I'm not sure if this have been asked before, so I'll give it a try.

I have code for loading of large clients list (200k clients). Every client is stored in a (currently) fixed-size struct that contains his name, address and phone number as follow:

struct client {
    char name[80];
    char address[80];
    char phonenumber[80];

As you can see, the size of this struct is 240 bytes. So 200k clients would take 48MB of memory. Obviously advantages of such a structure is the ease of management and creating a "free-list" for recycling clients. However, if tommorow I needed to load 5M clients, then this would grow to 1.2Gb of RAM.

Now, obviously in most cases, the client's name, address and phone number take much less than 80 bytes, so instead of the above structure I thought of using a structure as the following:

struct client {
    char *name;
    char *address;
    char *phonenumber;

And then have *name, *address and *phonenumber point to dynamically allocated structures at the exact needed size for storing each information.

I do suspect however, that as more clients are loaded this way, it would greatly increase the number of new[] and delete[] allocations needed, and my question is if this can hurt performance at some point, for example if I want to suddenly delete 500k of the 1M clients and replace them with 350k different clients?

I am suspecting whether after I allocated 1M "variable length" small buffers, if I "delete" many of them and then want to create new allocations that would recycle the ones that were deleted, won't it cause some overhead for the allocator to find them?

The answer is that there is some overhead (both in terms of per-allocation CPU cycles and in per-allocation book-keeping memory) to making many small dynamic allocations and deallocations. How much overhead will depend a lot on how your runtime's memory heap was implemented; however, most modern/popular runtimes have heap implementations that have been optimized to be quite efficient. There are some articles about how various OS's heaps are implemented that you can read about to get an idea about how they work.

In a modern heap implementation, your program probably won't "hit the wall" and grind to a halt when there are "too many" heap allocations (unless your computer actually runs out of physical RAM, of course), but it will use up proportionally more RAM and CPU cycles than a comparable program that doesn't require so many.

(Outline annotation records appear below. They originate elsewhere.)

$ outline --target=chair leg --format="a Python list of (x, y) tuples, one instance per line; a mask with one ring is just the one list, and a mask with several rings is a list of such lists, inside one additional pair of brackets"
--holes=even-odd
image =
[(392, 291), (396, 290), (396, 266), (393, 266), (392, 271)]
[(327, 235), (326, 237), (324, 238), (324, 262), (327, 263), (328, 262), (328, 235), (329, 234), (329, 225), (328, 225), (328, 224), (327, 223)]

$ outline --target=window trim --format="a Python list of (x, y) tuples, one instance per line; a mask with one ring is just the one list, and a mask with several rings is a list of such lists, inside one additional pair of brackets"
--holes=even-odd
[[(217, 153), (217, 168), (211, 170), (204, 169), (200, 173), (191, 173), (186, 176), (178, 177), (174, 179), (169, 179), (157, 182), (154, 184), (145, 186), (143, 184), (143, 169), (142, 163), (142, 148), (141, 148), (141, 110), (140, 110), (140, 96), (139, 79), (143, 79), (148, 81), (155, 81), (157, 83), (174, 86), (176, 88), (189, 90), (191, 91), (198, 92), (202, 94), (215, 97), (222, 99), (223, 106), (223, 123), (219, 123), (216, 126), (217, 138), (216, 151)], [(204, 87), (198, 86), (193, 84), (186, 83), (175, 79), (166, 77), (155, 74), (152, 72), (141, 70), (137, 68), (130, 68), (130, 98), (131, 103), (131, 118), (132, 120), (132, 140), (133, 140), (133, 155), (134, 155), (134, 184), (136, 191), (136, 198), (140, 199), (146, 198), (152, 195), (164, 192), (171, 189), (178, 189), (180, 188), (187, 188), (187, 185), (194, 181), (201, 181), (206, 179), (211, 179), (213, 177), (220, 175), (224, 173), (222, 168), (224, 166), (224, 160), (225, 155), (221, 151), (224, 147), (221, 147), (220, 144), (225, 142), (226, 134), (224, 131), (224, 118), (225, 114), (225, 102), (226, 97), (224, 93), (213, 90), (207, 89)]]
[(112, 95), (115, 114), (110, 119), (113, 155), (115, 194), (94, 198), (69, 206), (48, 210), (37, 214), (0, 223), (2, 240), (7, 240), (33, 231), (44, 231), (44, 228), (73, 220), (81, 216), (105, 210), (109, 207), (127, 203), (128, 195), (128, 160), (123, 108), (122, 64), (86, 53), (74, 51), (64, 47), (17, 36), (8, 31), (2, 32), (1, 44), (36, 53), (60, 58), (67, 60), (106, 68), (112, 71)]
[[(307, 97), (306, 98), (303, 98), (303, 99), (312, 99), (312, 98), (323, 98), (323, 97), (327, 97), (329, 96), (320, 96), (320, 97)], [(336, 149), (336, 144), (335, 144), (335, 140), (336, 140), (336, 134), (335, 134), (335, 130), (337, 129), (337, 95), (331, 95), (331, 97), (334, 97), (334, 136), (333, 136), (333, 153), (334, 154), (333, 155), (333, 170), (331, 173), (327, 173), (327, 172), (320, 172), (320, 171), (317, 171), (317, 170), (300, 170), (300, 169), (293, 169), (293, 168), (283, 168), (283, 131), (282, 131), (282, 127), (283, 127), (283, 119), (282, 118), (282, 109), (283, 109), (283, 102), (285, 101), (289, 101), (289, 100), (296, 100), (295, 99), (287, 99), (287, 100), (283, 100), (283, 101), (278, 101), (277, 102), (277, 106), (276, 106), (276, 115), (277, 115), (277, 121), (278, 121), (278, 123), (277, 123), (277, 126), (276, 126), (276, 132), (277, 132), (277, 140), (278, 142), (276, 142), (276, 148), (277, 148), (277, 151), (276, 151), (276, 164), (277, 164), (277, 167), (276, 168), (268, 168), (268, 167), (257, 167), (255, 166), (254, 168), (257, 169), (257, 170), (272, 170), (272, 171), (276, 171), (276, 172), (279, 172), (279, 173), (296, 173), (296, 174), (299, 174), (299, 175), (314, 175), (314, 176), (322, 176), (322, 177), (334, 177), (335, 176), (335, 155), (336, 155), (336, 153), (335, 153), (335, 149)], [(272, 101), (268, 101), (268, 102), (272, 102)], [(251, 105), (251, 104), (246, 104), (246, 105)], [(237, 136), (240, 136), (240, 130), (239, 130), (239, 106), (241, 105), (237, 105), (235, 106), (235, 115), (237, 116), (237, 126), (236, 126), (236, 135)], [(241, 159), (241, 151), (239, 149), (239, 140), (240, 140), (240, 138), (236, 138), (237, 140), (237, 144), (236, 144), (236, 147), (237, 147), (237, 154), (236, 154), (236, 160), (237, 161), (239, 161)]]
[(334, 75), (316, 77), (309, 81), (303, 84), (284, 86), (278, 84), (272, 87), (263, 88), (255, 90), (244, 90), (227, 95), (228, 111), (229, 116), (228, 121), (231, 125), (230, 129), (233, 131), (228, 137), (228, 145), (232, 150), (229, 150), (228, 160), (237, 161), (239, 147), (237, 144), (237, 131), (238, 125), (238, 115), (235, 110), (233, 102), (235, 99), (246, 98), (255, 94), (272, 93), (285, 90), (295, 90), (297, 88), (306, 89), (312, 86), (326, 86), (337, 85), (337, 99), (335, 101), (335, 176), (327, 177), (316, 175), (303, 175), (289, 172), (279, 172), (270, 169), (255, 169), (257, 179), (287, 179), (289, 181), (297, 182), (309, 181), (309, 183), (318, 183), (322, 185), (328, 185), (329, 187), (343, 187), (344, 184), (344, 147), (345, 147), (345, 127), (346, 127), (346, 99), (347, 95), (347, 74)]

Given that, using a zillion tiny memory allocations is probably not the best way to go. In addition to being less than optimally efficient (since every one of those tiny allocations will require a separate block of book-keeping bytes to keep track of), lots of tiny allocations can lead to memory fragmentation problems (which are less of an issue on modern 64-bit systems with virtual memory, but still something to consider), as well as being difficult to manage correctly (it's easy to end up with memory leaks or double-frees if you are doing your allocations manually).

As others have suggested in the comments, calling new and delete explicitly is discouraged in C++; it's almost always better to use higher-level data structures (e.g. std::string, std::map, std::vector, etc, or even a proper database layer instead), since by doing it that way a lot of the difficult design work will have been done for you, saving you the pain of having to re-discover and re-solve all of the problems that others have already dealt with in the past. For example, std::string already implements the short-string-optimization that allows strings shorter than a certain number of bytes to be stored without requiring a separate heap allocation; similar to the tradeoff you are trying to make in your own designs, except you get that optimization "for free", when appropriate, simply by using std::string to store your string-data.

is there a limit to how many new[] & delete[] allocations are allowed before program becomes inefficient?

Even a single allocation will make the program less time efficient compared to a program that doesn't do that allocation, assuming that allocation isn't needed. The inefficiency scales (at least) linearly with the number of allocations (depending on the implementation of the allocation function).

There is no objective limit for when a program is efficient and when it is inefficient. If you're writing a program with a hard real time requirement, then you have a limit for when your program is too inefficient, but for other programs - which is most programs, there is no objective limit for when a program is too inefficient either. Generally, if your program takes too long to execute, then it can be perceived as inefficient by the user. "Too long" is subjective to whoever is using the program.

A better solution than what you suggest is to use std::string members. Now, its size may be some multiple of a pointer size (~4 depending on implementation), but (assuming decent implementation) it does magic and avoids dynamic allocation when the string fits within that space. This saves a ton of time compared to separate allocation for each, and ton of space compared to the in-place array. Even more importantly, it doesn't require error prone manual memory management.

The optimally memory efficient way to store your list of clients is a single massive array of char where each string is stored consecutively. You can use a pointer to a string to signify beginning of a client. If you don't want to do linear search for specific member, then you can use a pointer class like in your question, but point into this single array instead of separate allocations.